# What Was Your First Memory?



## debodun (May 11, 2020)

I remember my father giving me a little pair of sunglasses. I have a photo of me wearing them and I was just a baby.


----------



## hollydolly (May 11, 2020)

I remember being held by my foster mother  and my own mother waving to me from the back window of a retreating Taxi... . when I was 15  I recalled the memory to my mother , she was stunned, because no-one had ever mentioned that first foster home, ..  and as I was only 14 months old, she never thought for a second I would remember it..

My second memory is at that same foster home, where an older boy ( I learned later was just aged 9 ).. was sent upstairs to fetch me from the cot where I was stood crying.. and he dropped me from the top of the stairs to the bottom...


----------



## debodun (May 11, 2020)

hollydolly said:


> My second memory is at that same foster home, where an older boy ( I learned later was just aged 9 ).. was sent upstairs to fetch me from the cot where I was stood crying.. and he dropped me from the top of the stairs to the bottom...



Express delivery.


----------



## Aunt Marg (May 11, 2020)

Wow, Deb and Holly!

I remember crying... wailing in fact, laying in a stainless steel crib in a hospital, and the nurse (all dressed in white) was pulling hairpins out of her hair in front of a mirror, and dropping the hairpins into a sink below. 

My mom told me that nothing of the sorts ever happened, but to this day I swear it happened, and I have often wondered if it relates to my first born days. Seems impossible to me to think that a newborn baby could remember (even see) anything, but I know what I witnessed and remember it like yesterday.

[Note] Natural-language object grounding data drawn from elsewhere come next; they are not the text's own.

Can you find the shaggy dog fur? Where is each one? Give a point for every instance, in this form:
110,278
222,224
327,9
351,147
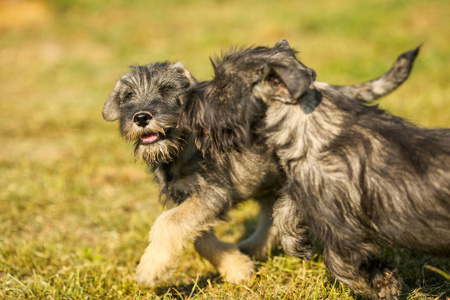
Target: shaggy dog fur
357,176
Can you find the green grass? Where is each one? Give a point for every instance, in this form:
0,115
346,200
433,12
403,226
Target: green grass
75,209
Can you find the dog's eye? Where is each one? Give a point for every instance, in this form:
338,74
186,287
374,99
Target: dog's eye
165,90
128,96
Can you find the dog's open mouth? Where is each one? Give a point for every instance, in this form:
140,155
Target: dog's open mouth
151,138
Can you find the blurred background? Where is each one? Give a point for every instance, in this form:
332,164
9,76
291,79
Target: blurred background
74,207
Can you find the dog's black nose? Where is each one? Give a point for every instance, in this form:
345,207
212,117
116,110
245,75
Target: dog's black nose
142,119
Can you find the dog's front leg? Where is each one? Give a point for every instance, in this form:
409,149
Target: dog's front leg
172,230
293,233
266,235
231,263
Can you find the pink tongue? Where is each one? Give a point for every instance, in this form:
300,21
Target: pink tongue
149,138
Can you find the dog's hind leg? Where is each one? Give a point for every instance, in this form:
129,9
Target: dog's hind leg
265,236
365,276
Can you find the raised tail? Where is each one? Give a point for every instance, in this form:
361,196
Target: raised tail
371,90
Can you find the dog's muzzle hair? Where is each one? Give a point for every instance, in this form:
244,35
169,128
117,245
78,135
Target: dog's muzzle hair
147,106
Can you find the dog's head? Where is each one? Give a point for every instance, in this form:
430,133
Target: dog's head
146,103
225,113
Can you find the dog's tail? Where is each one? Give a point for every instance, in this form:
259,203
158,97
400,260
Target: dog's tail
371,90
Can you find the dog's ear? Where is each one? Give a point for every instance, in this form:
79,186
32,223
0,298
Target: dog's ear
282,83
111,108
282,44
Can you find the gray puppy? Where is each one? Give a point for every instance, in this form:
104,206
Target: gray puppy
146,103
357,176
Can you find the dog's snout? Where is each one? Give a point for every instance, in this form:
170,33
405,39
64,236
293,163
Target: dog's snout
142,119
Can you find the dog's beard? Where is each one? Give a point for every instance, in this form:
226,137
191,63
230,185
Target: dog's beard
160,152
155,145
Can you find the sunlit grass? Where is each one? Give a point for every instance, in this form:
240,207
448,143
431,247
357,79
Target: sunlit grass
75,209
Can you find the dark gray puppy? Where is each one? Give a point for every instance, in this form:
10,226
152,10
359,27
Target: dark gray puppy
357,176
146,103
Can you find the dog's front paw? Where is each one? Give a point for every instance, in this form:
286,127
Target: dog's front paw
153,267
296,247
235,267
387,285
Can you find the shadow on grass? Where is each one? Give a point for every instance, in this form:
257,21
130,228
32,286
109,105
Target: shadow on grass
187,291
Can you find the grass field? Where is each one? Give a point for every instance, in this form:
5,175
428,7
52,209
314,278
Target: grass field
75,209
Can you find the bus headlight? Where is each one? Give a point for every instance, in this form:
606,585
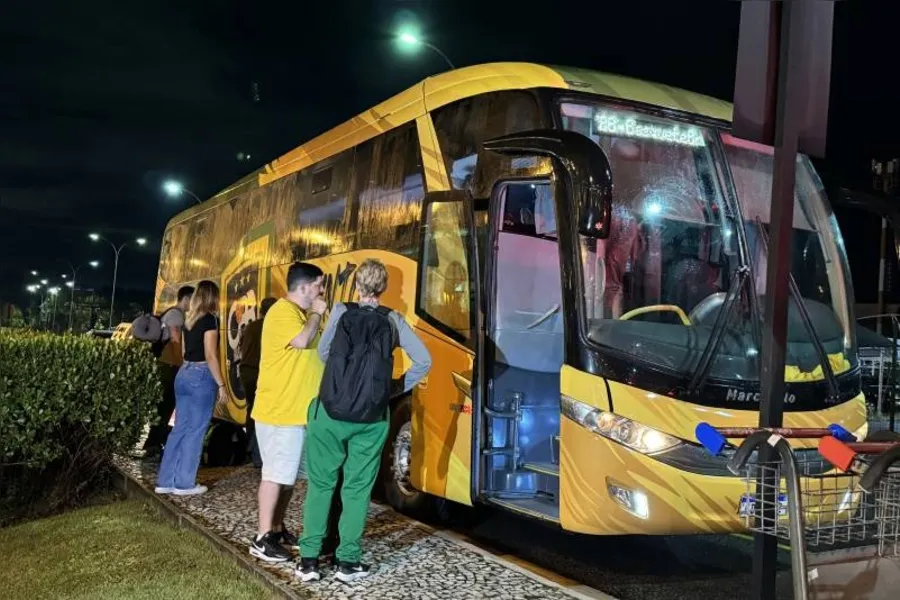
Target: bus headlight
622,430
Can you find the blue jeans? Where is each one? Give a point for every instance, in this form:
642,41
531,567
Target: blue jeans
195,399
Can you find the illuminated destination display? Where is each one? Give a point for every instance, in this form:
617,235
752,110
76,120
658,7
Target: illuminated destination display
613,124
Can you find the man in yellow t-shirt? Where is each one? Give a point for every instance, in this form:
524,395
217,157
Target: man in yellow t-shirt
290,372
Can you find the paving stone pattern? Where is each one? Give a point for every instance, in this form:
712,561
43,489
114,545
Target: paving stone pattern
409,560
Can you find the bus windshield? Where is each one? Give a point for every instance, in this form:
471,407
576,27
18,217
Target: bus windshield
654,288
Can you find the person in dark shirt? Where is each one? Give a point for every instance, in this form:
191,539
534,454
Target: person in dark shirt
169,362
249,345
198,385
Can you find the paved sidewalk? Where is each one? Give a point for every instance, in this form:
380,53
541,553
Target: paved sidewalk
410,559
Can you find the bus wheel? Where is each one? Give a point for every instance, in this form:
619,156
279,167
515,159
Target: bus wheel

It's a memory I've carried with me my entire life.


----------



## C'est Moi (May 11, 2020)

I have no idea.  I'd never be able to sort out true memories from family stories I've heard and photos I've seen.


----------



## Gaer (May 11, 2020)

I was a tiny baby, wrapped in a blanket in my Mother's arms.  We were in a car and my Dad was driving.  It was night and we were driving away from Belmont Park in San Diego.  I was lying flat but was kicking and screaming because I wanted to look out the window at the pretty lights of the roller coaster and the ferris wheel.  My Mother didn't know how to shut me up, so my Aunt, in the backseat, said, "I'll take her!"  I was passed to my Aunt who opened the window half way down and stood me up so I could see the lights.  I stopped crying and was so happy!


----------



## EllisT (May 11, 2020)

My first memory is being stuffed in a clothes hamper by my older brother.


----------



## win231 (May 11, 2020)

Ice Cream


----------



## jujube (May 11, 2020)

I remember being at a lake with my parents and my father swimming out into deep water to some sort of structure made of pipes that you could hold onto.  I was holding onto his neck and sort of riding on his back.  I wanted to sit on the pipes but kept falling off.  When we got back to shore, my mother was angry that my father took me out there.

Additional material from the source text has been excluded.